Avoid AVERAGE, MIN and MAX typical errors

When reviewing a financial model, it is important to understand the typical errors people make. Below are ideas on easy ways of finding the AVERAGE, MIN and MAX errors, in order of riskiness, when auditing financial models.

It is useful to have a financial model auditing add in to find all the risky formulas but if you don’t have one you can do a manual search using the FIND tool.

Treatment of Zero and Blank with AVERAGE, MIN and MAX errors

When considering the riskiness of the AVERAGE, MIN and MAX functions in MS Excel, the biggest risk is actually the cells that it looks at. These functions treat a zero and a blank cell differently, whereas humans tend to think they are the same thing. So a user might enter a zero meaning that it was not there but Excel will treat it as being there and affecting the AVERAGE, MIN and MAX results.

With this one, it is useful to be able to list them but you will only see how risky they are when you look at the spreadsheet.

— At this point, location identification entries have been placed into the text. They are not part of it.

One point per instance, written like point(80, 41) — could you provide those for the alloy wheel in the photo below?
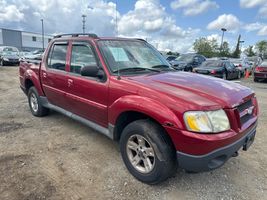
point(140, 154)
point(34, 102)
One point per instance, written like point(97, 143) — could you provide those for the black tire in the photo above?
point(165, 162)
point(39, 110)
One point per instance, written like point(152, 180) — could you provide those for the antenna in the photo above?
point(118, 66)
point(83, 21)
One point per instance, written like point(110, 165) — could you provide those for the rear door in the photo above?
point(54, 76)
point(88, 96)
point(230, 70)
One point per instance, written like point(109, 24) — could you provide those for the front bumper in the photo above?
point(11, 62)
point(216, 158)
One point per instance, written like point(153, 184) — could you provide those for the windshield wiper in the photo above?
point(163, 67)
point(135, 69)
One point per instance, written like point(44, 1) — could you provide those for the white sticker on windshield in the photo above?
point(119, 54)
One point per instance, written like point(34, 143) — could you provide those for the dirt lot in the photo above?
point(57, 158)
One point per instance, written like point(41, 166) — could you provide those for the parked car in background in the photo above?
point(242, 65)
point(219, 68)
point(35, 55)
point(169, 58)
point(9, 56)
point(8, 48)
point(260, 72)
point(23, 55)
point(187, 62)
point(126, 90)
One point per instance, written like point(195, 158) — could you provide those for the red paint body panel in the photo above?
point(162, 96)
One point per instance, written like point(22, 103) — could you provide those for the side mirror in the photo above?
point(92, 71)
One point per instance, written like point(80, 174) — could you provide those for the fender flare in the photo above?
point(150, 107)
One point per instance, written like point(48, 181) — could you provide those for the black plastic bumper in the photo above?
point(216, 158)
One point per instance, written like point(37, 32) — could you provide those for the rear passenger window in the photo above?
point(57, 57)
point(82, 55)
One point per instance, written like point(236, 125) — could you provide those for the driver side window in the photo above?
point(81, 55)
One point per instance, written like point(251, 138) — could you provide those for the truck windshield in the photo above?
point(132, 57)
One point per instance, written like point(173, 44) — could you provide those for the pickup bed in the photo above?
point(125, 89)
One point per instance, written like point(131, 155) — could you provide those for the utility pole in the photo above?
point(223, 30)
point(116, 19)
point(83, 21)
point(42, 32)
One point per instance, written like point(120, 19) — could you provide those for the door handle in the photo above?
point(70, 82)
point(44, 74)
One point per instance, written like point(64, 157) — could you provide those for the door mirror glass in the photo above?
point(196, 60)
point(92, 71)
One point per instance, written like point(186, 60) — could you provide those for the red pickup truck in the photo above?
point(125, 89)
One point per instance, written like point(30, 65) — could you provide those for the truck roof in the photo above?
point(92, 36)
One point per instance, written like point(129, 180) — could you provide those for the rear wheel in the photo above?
point(147, 152)
point(35, 104)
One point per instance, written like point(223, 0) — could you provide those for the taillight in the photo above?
point(213, 71)
point(255, 103)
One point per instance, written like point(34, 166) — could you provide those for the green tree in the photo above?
point(249, 51)
point(237, 51)
point(261, 46)
point(225, 50)
point(206, 47)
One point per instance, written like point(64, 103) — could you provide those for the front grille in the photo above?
point(245, 110)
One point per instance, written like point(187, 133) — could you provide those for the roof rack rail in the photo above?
point(141, 39)
point(92, 35)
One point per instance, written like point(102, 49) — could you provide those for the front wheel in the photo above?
point(147, 152)
point(36, 107)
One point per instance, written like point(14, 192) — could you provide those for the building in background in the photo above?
point(24, 41)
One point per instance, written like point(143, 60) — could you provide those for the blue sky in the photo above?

Finding the AVERAGE, MIN and MAX errors

As shown below (1) is the way it should be, there is no score from judge 2. (2) shows that if a 0 is entered in Score 2 instead of a blank or a word, then the Average and Minimum are wrong. This is because in (1) Excel is only looking at 3 cells to get the average and minimum, but the moment there is a 0, it is looking at all 4 cells. So a quick review of the input cells used will tell you if there is a risk with these functions.

Finding the AVERAGE, MIN and MAX errors

Treatment of numbers formatted as text

Similarly in (3) above, Score 1 seems to have a number but it is formatted as text. In this case both the Average and the Maximum will ignore it, so instead of a maximum of 9.5 it shows a maximum of 9.